Words by Brendon Bosworth & Photography by Sydelle Willow Smith
It is seven, still dark on Baden Powell Drive, a beachfront road that connects the suburb of Muizenberg to the Cape Flats. A white VW Citi Golf with only one headlight, its hazard lights flashing, negotiates the dawn traffic. The sole occupant of the car, psychiatrist John Parker (48), is on his way to meet Kurt Meavers, a mechanic in Strandfontein. The Citi Golf is in need of repair. John is clean-shaven, wears glasses and has a small silver earring in his left ear. He has been up since five. Each morning begins with a meditation routine, either inside his Noordhoek home or outside in his daughters’ Wendy house during the hot summer months. The early morning quiet is important to John, who devotes time to cultivating mindfulness, the ability to be in the moment and pay attention in a purposeful and non-judgmental way. The fruits of this practice are recognisable: the doctor holds the space around him when he speaks in his metered and thoughtful manner.

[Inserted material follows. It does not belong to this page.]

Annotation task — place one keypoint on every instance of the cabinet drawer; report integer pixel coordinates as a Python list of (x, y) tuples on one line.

John pulls up outside the mechanic’s house. Meavers, an affable man with neatly trimmed beard, comes out and greets John with a handshake and a hug. They met two years ago when Meavers saw John standing by the side of the road next to his car—it had broken down—and have become close friends. Meavers says he has learned a lot from John during their conversations whenever he has had to drive the psychiatrist to nearby Lentegeur Hospital, a specialist psychiatric facility in Mitchells Plain, where John has worked since late 2003. The hospital was established in 1987.
“He’s too calm, man,” Meavers tells me. He wears a T-shirt with “My God is an Awesome God” written on it. “It rubs off on me because I can see it. Before I say a thing, I look at it first, take ten or 15 seconds, and then say it—then it will come out right. That’s what I learned from him.”

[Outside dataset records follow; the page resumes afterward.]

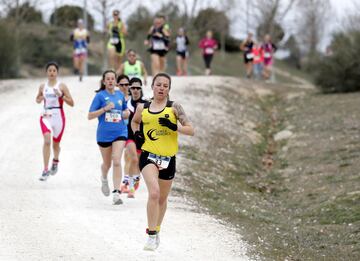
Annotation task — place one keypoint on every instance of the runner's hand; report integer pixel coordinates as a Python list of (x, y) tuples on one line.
[(109, 106), (139, 139), (57, 92), (167, 123)]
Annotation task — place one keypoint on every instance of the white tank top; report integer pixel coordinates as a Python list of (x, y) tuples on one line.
[(51, 100)]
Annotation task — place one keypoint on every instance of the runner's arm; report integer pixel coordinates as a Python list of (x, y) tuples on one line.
[(185, 126), (40, 96), (135, 123), (66, 96), (144, 73)]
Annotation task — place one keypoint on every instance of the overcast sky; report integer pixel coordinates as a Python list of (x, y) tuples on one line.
[(340, 8)]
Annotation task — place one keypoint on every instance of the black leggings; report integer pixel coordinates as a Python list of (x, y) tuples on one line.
[(207, 60)]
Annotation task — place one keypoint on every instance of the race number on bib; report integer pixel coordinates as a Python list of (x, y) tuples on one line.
[(114, 40), (249, 56), (113, 116), (158, 45), (161, 161), (267, 55)]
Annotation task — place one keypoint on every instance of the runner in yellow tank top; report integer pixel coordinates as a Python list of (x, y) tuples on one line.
[(162, 121)]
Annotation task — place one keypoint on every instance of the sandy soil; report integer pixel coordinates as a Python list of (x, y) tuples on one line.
[(67, 217)]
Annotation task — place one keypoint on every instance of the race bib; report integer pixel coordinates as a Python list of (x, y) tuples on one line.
[(249, 56), (113, 116), (267, 55), (158, 45), (161, 161), (209, 50), (114, 40)]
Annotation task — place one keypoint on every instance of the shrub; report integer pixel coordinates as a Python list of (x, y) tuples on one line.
[(340, 71), (7, 53)]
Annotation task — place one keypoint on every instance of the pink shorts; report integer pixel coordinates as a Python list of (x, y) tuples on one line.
[(132, 141), (54, 124)]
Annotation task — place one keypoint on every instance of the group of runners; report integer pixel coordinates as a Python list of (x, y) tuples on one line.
[(147, 130), (258, 57)]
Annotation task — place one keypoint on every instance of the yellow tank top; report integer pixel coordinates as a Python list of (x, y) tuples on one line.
[(159, 140)]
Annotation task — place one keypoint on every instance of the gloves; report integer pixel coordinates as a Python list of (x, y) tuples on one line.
[(167, 123), (139, 139)]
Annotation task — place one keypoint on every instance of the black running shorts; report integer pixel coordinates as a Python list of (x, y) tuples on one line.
[(165, 174)]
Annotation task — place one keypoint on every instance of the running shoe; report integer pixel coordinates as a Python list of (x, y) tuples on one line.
[(105, 187), (150, 244), (136, 182), (131, 193), (45, 175), (124, 188), (54, 168), (116, 197)]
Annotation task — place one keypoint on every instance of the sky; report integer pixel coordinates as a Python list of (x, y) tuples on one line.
[(238, 27)]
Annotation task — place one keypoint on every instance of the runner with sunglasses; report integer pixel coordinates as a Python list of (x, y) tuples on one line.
[(132, 153), (162, 121)]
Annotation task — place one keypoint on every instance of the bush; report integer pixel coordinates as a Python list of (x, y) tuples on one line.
[(340, 71), (7, 53), (27, 14)]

Others who know John reiterate this sentiment: John is mindful, easy to relate to. And his thoughtful demeanour, as well as the strong sense of self-belief he projects, helps the psychiatrist navigate the broad range of human emotion and experience he encounters in his work. It has also served him well in confrontational encounters with psychotic patients. Like the time he talked a burly patient out of hitting him with a chair, or when he got a knife-wielding patient to hand over his weapon—both events took place early in his career, when he was based at Fort England Psychiatric Hospital in Grahamstown in the Eastern Cape.

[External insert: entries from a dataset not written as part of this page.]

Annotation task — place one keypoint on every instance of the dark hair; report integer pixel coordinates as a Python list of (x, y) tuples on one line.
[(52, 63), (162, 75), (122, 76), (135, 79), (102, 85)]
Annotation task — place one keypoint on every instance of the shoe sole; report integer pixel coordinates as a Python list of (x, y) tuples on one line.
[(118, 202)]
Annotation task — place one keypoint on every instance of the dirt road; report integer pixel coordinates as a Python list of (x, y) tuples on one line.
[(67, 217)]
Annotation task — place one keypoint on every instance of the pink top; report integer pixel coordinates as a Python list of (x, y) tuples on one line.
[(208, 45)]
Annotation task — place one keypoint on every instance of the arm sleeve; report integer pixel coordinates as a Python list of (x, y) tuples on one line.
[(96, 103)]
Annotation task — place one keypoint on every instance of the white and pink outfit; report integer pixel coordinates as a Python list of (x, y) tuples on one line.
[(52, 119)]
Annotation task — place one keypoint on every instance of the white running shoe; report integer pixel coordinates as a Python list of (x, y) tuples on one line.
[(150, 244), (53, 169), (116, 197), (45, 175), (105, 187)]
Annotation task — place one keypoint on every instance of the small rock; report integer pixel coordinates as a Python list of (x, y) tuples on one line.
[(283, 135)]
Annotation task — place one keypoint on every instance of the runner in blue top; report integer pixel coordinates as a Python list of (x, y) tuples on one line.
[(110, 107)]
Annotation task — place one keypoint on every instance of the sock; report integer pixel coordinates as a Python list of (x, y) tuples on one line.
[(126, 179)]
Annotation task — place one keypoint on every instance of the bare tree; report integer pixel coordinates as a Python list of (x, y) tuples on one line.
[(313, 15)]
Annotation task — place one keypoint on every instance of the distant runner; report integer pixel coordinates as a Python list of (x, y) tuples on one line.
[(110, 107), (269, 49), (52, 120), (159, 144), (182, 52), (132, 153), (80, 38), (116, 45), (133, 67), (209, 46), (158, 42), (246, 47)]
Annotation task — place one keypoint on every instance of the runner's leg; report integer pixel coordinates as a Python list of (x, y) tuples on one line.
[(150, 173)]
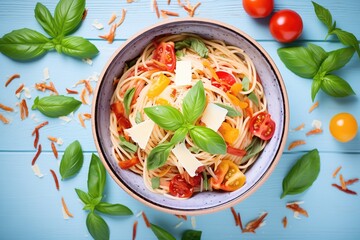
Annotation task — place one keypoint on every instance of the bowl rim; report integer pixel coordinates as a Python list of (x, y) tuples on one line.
[(262, 178)]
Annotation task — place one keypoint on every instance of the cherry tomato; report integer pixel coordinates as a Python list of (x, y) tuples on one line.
[(258, 8), (286, 25), (165, 53), (343, 127), (180, 188), (228, 177), (262, 126)]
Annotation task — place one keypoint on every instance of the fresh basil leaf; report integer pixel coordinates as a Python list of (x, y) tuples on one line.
[(191, 235), (155, 182), (56, 105), (195, 44), (159, 155), (232, 112), (45, 19), (96, 177), (72, 160), (208, 140), (128, 146), (299, 60), (336, 86), (161, 233), (337, 59), (113, 209), (167, 117), (302, 175), (347, 39), (138, 117), (68, 15), (315, 87), (323, 15), (78, 47), (179, 135), (24, 44), (253, 98), (97, 227), (194, 103), (128, 96), (318, 53)]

“It’s something I’ve discovered in myself,” says John. “I can engage with someone who’s completely psychotic.” For instance, someone who is hearing voices and screaming. “I can go in there, and I’ve done it a lot of times, where no one else will go near the person, and I can walk in there and make peace,” he says. “It’s about learning to speak to the human deep inside there—learning to let your human being engage with that human being at a very deep level.”